Los menores delincuentes que hoy abundan no son niños y jóvenes extraviados, sino seres deformados por la “cultura” antisocial, que encarna sobre todo en las pandillas, y por la pertenencia a las estructuras del crimen organizado.
Escrito por Editorial. 27 de Abril. Tomado de La Prensa Gráfica.
La Ley Penal Juvenil y el sistema de tratamiento de los menores que delinquen no responden, evidentemente, a las condiciones reales de la situación criminal que impera en nuestro país. Aunque cuando se dio dicha normativa ya era previsible que se venían tiempos verdaderamente críticos en lo referente a la conducta antisocial y delincuencial de los menores, hoy es clarísimo que hay que hacer un reajuste de fondo tanto de la legislación vigente como de los mecanismos institucionales para la reeducación, rehabilitación y reinserción de aquéllos. Esto se hace cada vez más incuestionable, a la luz de la terrible experiencia cotidiana.

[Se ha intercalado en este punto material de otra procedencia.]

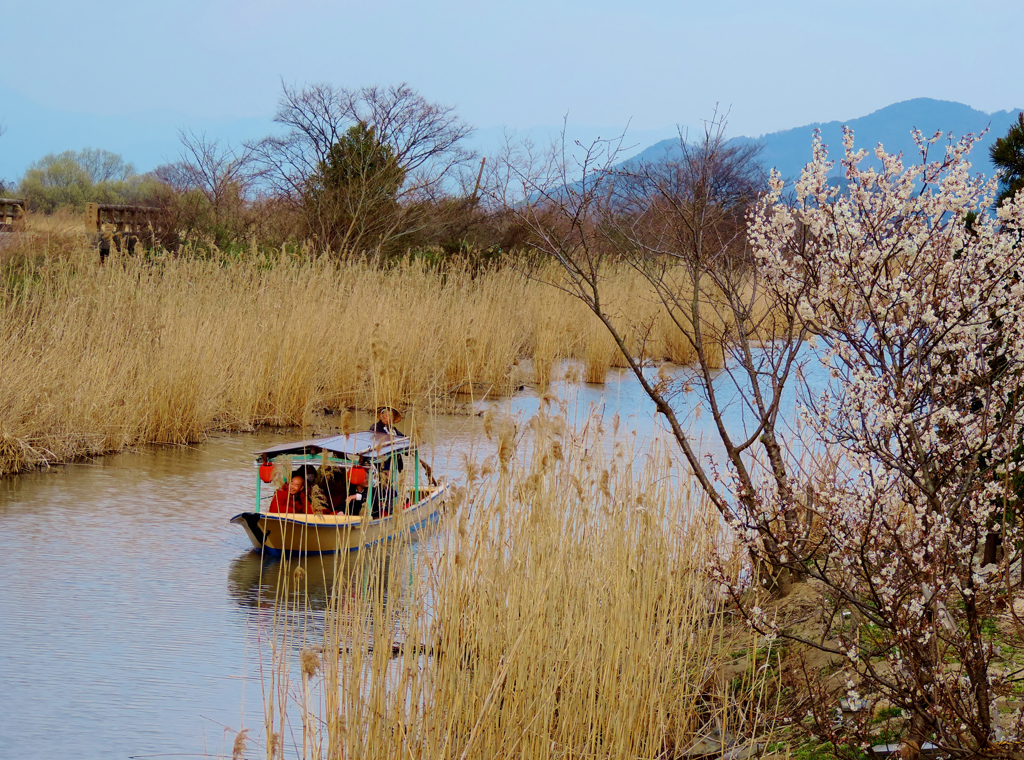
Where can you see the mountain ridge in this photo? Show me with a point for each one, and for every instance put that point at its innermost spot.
(790, 150)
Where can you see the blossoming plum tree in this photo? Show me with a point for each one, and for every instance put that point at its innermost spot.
(914, 288)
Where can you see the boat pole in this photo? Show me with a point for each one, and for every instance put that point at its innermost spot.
(416, 474)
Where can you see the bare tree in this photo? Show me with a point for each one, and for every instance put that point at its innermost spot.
(103, 166)
(680, 223)
(213, 186)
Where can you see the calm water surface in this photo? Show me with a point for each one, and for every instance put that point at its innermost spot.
(130, 610)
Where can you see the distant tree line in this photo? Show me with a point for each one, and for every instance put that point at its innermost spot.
(375, 169)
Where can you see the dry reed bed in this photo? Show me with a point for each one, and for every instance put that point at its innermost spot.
(565, 614)
(94, 359)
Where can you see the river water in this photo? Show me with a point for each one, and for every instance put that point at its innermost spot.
(131, 613)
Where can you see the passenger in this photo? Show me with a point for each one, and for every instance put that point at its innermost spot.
(291, 498)
(332, 484)
(357, 495)
(380, 499)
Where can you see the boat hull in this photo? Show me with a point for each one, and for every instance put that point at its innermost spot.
(293, 535)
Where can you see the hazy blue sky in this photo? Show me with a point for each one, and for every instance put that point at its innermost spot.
(144, 69)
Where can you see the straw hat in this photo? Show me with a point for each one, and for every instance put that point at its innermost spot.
(395, 414)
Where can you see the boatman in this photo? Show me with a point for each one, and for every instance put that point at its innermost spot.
(386, 417)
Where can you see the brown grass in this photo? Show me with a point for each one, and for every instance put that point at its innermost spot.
(566, 614)
(95, 359)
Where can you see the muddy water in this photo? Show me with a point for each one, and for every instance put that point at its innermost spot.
(131, 613)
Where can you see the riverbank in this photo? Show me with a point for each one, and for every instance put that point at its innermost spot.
(166, 349)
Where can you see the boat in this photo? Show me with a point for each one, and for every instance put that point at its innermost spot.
(413, 503)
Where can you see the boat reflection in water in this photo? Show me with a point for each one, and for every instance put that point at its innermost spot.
(264, 582)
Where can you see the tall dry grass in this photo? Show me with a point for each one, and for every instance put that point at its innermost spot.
(565, 613)
(164, 349)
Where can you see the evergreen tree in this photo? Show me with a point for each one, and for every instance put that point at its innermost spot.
(351, 199)
(1008, 155)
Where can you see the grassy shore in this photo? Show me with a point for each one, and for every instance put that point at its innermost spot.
(566, 613)
(167, 348)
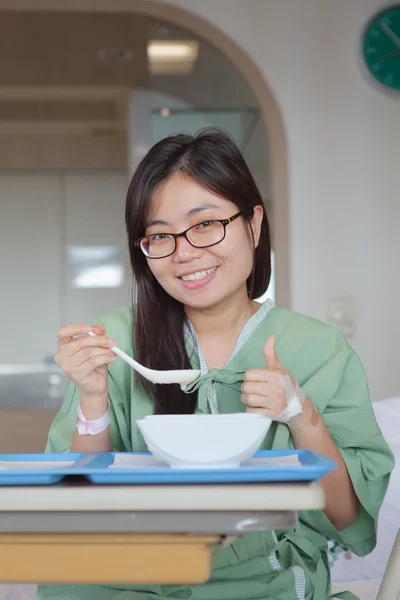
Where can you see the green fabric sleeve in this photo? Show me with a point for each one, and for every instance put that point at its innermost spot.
(351, 422)
(118, 326)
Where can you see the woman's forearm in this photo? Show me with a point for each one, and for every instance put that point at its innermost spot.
(93, 409)
(310, 433)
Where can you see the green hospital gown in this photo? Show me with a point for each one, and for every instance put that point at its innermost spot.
(278, 565)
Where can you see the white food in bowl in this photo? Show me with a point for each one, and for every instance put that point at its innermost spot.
(204, 441)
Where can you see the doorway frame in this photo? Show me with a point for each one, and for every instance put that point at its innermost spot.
(270, 111)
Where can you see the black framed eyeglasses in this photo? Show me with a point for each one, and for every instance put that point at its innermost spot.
(202, 235)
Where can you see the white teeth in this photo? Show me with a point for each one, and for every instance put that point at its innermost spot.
(198, 275)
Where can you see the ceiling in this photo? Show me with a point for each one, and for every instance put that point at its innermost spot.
(54, 78)
(63, 49)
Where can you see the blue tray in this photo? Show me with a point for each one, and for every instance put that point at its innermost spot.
(52, 472)
(95, 467)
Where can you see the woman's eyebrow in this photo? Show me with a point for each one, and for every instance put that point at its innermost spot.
(193, 211)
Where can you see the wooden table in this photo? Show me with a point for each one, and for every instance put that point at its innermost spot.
(83, 533)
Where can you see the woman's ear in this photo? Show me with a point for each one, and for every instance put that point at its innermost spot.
(255, 222)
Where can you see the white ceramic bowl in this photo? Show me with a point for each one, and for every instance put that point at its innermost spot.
(204, 441)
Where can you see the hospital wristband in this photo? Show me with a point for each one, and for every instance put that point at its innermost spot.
(94, 426)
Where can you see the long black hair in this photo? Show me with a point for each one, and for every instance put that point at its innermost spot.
(212, 159)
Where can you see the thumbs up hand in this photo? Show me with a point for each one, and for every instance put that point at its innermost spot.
(263, 391)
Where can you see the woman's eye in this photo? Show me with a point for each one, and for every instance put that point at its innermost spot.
(204, 224)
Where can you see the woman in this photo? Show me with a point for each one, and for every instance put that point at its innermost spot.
(200, 252)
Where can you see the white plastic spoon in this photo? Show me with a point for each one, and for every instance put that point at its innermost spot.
(182, 376)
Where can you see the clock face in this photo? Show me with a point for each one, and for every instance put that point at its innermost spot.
(381, 47)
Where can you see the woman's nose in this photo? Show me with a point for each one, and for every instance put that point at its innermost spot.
(185, 251)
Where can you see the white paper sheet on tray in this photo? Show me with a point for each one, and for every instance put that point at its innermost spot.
(14, 465)
(144, 461)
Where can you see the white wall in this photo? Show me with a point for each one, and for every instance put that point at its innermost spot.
(41, 214)
(344, 148)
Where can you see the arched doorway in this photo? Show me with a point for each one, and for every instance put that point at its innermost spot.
(269, 108)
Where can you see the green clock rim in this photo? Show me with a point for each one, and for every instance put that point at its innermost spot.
(392, 8)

No se trata, desde luego, de un pulso de fuerzas entre “garantistas” y “tradicionalistas”, como por momentos pareciera, por la naturaleza de las argumentaciones que más resaltan, casi siempre teñidas de colores emocionales y hasta pasionistas; se trata de adaptar tanto la legislación como la institucionalidad a lo que se vive. Y esto sería en beneficio de la sociedad, que padece los efectos negativos de las conductas irregulares de los menores, como de los mismos niños y jóvenes, que no estarían “amparados” por un tratamiento irreal y contraproducente, sino que podrían recibir los beneficios de una verdadera reconversión tanto en sus conductas como en sus vidas.

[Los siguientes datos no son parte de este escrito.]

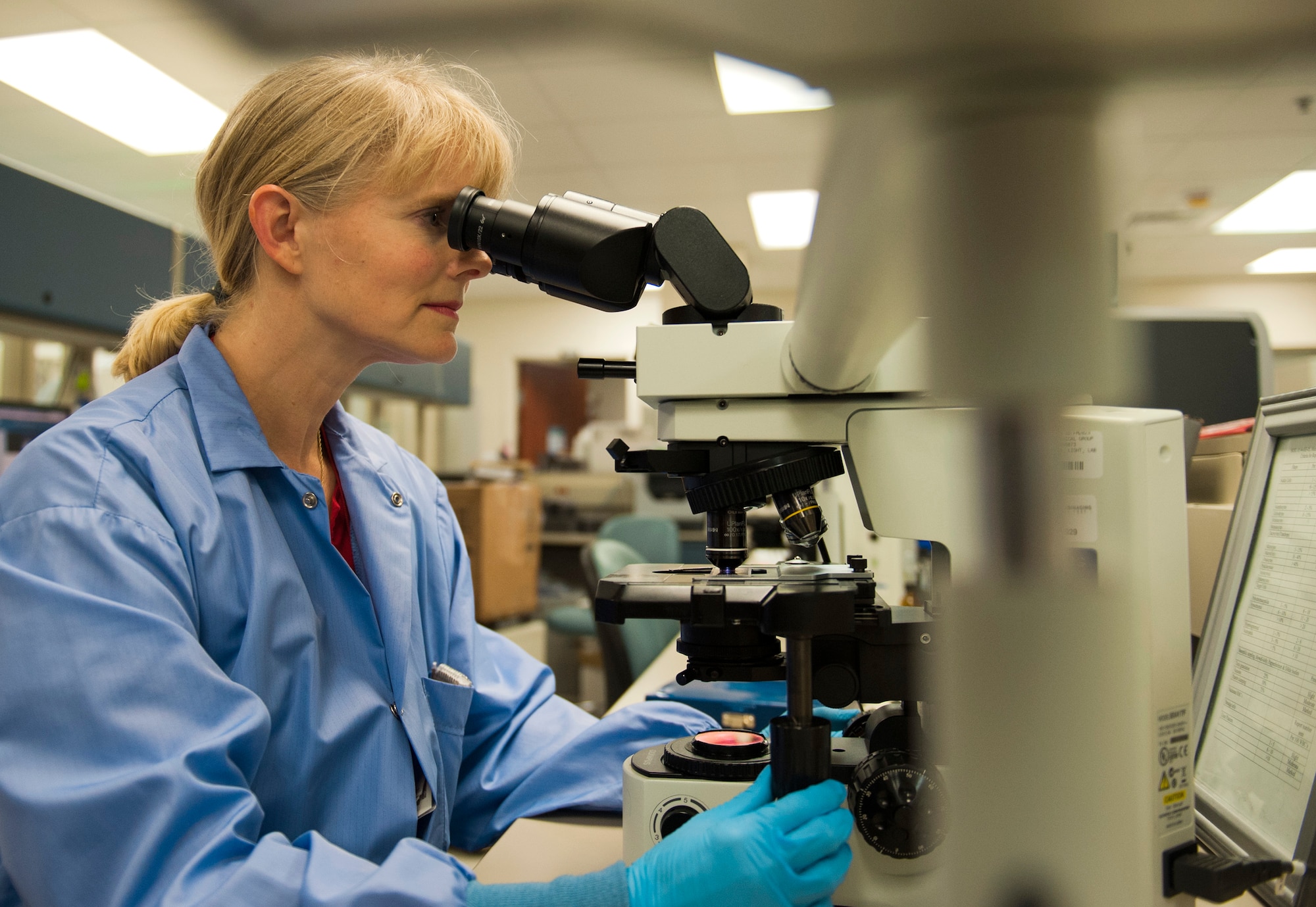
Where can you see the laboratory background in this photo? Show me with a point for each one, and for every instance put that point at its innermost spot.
(1201, 187)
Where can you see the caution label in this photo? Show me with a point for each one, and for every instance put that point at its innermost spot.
(1175, 770)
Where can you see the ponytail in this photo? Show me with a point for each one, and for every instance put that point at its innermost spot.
(159, 331)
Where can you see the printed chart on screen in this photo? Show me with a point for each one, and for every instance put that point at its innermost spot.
(1257, 750)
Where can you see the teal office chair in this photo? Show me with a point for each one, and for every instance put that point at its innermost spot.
(631, 647)
(655, 538)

El caso del menor asesino cuyo crimen fue captado por la cámara de un fotoperiodista de LPG debería servir como impulsor de esa revisión ya impostergable, en vez de estar alimentando un retorcido “espíritu de cuerpo” entre los jueces, en defensa de una resolución específica que es prueba viva de que lo que tenemos no funciona.
REEDUCAR Y REHABILITAR
Cuando se tiene en cuenta la legislación vigente al respecto y el desempeño de las instituciones encargadas del tratamiento posdelincuencial de los menores delincuentes, lo que resulta es una sensación de alarma, en vez de un sentimiento de tranquilidad, como sería lo esperable. La legislación parece de cuento de hadas, cuando lo que existe es un fenómeno macabro; y la institucionalidad es un remedo impresentable, cuando debería ser un mecanismo reconstructor. En otras palabras, estamos necesitando con urgencia replantearnos toda esta problemática, que no atañe sólo a los menores y a su futuro, sino a toda la sociedad y a su desenvolvimiento normal.

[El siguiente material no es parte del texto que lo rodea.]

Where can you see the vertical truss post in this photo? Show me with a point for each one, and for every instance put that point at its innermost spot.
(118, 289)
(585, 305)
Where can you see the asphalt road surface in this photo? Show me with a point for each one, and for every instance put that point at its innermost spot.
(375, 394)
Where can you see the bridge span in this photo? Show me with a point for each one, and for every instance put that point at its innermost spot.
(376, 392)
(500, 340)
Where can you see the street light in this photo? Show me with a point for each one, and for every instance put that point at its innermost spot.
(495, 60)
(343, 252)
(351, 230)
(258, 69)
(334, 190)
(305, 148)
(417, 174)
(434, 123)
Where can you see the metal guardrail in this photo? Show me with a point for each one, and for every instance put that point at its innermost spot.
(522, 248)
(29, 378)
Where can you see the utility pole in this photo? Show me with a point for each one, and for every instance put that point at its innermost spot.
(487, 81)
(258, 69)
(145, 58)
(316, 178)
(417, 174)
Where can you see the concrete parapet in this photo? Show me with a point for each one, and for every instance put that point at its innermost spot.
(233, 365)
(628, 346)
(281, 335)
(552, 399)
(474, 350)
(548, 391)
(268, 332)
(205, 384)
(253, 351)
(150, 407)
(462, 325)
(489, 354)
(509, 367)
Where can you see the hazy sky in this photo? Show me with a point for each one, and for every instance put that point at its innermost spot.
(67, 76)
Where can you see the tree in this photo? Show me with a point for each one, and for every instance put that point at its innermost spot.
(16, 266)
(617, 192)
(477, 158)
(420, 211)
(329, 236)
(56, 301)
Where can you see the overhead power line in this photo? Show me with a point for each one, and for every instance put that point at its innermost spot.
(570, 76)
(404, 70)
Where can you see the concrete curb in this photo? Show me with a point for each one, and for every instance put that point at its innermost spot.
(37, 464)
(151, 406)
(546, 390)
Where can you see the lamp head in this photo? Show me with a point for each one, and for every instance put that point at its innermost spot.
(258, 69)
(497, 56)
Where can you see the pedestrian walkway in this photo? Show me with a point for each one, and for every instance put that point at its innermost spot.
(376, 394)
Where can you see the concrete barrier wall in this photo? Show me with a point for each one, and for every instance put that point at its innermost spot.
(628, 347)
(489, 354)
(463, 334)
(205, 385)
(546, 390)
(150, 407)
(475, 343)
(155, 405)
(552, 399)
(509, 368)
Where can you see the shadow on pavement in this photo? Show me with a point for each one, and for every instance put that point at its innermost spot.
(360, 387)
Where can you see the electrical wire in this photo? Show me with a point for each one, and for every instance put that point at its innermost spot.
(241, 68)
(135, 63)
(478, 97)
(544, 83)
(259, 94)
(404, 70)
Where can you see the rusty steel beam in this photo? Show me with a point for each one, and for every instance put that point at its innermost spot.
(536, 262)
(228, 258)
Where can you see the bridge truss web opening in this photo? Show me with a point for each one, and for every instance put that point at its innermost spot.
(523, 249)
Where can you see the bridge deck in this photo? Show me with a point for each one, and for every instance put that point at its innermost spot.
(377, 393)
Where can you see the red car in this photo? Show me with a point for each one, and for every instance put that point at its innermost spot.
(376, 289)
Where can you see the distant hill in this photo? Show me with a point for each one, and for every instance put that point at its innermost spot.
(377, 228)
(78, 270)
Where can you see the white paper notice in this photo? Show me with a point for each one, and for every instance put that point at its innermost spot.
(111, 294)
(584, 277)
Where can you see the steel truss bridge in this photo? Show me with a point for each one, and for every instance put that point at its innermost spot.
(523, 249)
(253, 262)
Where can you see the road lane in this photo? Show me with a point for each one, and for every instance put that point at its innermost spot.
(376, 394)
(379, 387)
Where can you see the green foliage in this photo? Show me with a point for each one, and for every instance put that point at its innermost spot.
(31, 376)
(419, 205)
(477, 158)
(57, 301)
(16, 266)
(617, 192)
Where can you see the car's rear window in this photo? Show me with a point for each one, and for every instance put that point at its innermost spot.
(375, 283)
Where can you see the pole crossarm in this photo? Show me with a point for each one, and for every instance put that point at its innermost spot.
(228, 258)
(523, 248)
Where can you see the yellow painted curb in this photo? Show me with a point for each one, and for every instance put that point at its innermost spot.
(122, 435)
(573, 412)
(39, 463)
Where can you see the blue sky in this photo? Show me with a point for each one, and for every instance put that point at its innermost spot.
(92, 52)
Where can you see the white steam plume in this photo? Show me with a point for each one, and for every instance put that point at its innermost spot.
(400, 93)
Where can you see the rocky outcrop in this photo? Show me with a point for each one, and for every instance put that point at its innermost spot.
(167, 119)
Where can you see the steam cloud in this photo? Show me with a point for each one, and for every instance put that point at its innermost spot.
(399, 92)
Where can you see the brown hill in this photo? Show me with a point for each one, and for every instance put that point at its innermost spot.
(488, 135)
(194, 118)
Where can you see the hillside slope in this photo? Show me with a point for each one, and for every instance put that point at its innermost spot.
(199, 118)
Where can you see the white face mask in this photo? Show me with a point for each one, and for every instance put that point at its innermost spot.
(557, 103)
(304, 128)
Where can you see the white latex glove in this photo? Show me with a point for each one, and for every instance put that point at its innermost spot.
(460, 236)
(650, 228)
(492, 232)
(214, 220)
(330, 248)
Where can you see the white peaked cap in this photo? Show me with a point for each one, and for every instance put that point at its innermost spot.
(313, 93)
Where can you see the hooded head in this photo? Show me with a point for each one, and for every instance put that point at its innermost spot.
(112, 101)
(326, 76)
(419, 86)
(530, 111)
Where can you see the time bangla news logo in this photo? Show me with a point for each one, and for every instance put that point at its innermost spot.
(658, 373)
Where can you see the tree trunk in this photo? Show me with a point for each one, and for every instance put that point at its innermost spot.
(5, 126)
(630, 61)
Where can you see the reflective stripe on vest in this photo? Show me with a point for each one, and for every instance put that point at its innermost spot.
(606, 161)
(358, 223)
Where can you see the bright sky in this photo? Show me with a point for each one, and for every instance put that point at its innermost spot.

Tanto la ley como la institucionalidad deben ser vehículos para redefinir conductas en concreto, caso por caso, sin blandenguerías ni irresponsabilidades. Los menores delincuentes que hoy abundan no son niños y jóvenes extraviados, sino seres deformados por la “cultura” antisocial, que encarna sobre todo en las pandillas, y por la pertenencia a las estructuras del crimen organizado. Estos hechos no pueden ser cubiertos por el disimulo de una “protección” que no le sirve a nadie, y mucho menos a los presuntos protegidos. Y, para colmo, si a eso se suma la miopía de la justicia, estamos en el peor de los mundos. Hay que decirlo con todas sus letras.
Instamos, pues, a emprender de inmediato esa revisión legal e institucional, en la que se conjuguen inteligentemente lo técnico y lo humano con el interés nacional.